Question

X g of nitrobenzene on nitration gave 4.2 g of m-dinitrobenzene. X =_____ g. (nearest integer) [Given : molar mass (in g mol\(^{-1}\)) C : 12, H : 1, O : 16, N : 14]

Hint:

In stoichiometric calculations, always start by calculating the number of moles of the given substance using its mass and molar mass. Then, use the mole ratio from the balanced chemical equation to find the moles of the required substance.
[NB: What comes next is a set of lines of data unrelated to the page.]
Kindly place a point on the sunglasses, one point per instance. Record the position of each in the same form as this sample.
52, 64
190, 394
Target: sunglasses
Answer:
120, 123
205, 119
Finally, convert the moles of the required substance back to mass using its molar mass.

Answer 1

Correct Answer: 3

The reaction for the nitration of nitrobenzene to m-dinitrobenzene is: \[ \text{C}_6\text{H}_5\text{NO}_2 + \text{HNO}_3 \xrightarrow{\text{H}_2\text{SO}_4, \Delta} \text{C}_6\text{H}_4(\text{NO}_2)_2 + \text{H}_2\text{O} \] Nitrobenzene (C\( _6 \)H\( _5 \)NO\( _2 \)) has a molar mass (MW) of: \[ (6 \times 12) + (5 \times 1) + (1 \times 14) + (2 \times 16) = 72 + 5 + 14 + 32 = 123 \, \text{g/mol} \] m-dinitrobenzene (C\( _6 \)H\( _4 \)N\( _2 \)O\( _4 \)) has a molar mass (MW) of: \[ (6 \times 12) + (4 \times 1) + (2 \times 14) + (4 \times 16) = 72 + 4 + 28 + 64 = 168 \, \text{g/mol} \] From the stoichiometry of the reaction, 1 mole of nitrobenzene produces 1 mole of m-dinitrobenzene. 
Moles of m-dinitrobenzene produced = \( \frac{\text{mass of m-dinitrobenzene}}{\text{molar mass of m-dinitrobenzene}} \) \[ \text{Moles of m-dinitrobenzene} = \frac{4.2 \, \text{g}}{168 \, \text{g/mol}} = 0.025 \, \text{mol} \] Since the mole ratio of nitrobenzene to m-dinitrobenzene is 1:1, the moles of nitrobenzene reacted are also 0.025 mol. 
Mass of nitrobenzene reacted (X) = moles of nitrobenzene × molar mass of nitrobenzene \[ X = 0.025 \, \text{mol} \times 123 \, \text{g/mol} = 3.075 \, \text{g} \] The nearest integer to 3.075 is 3. Therefore, X = 3 g.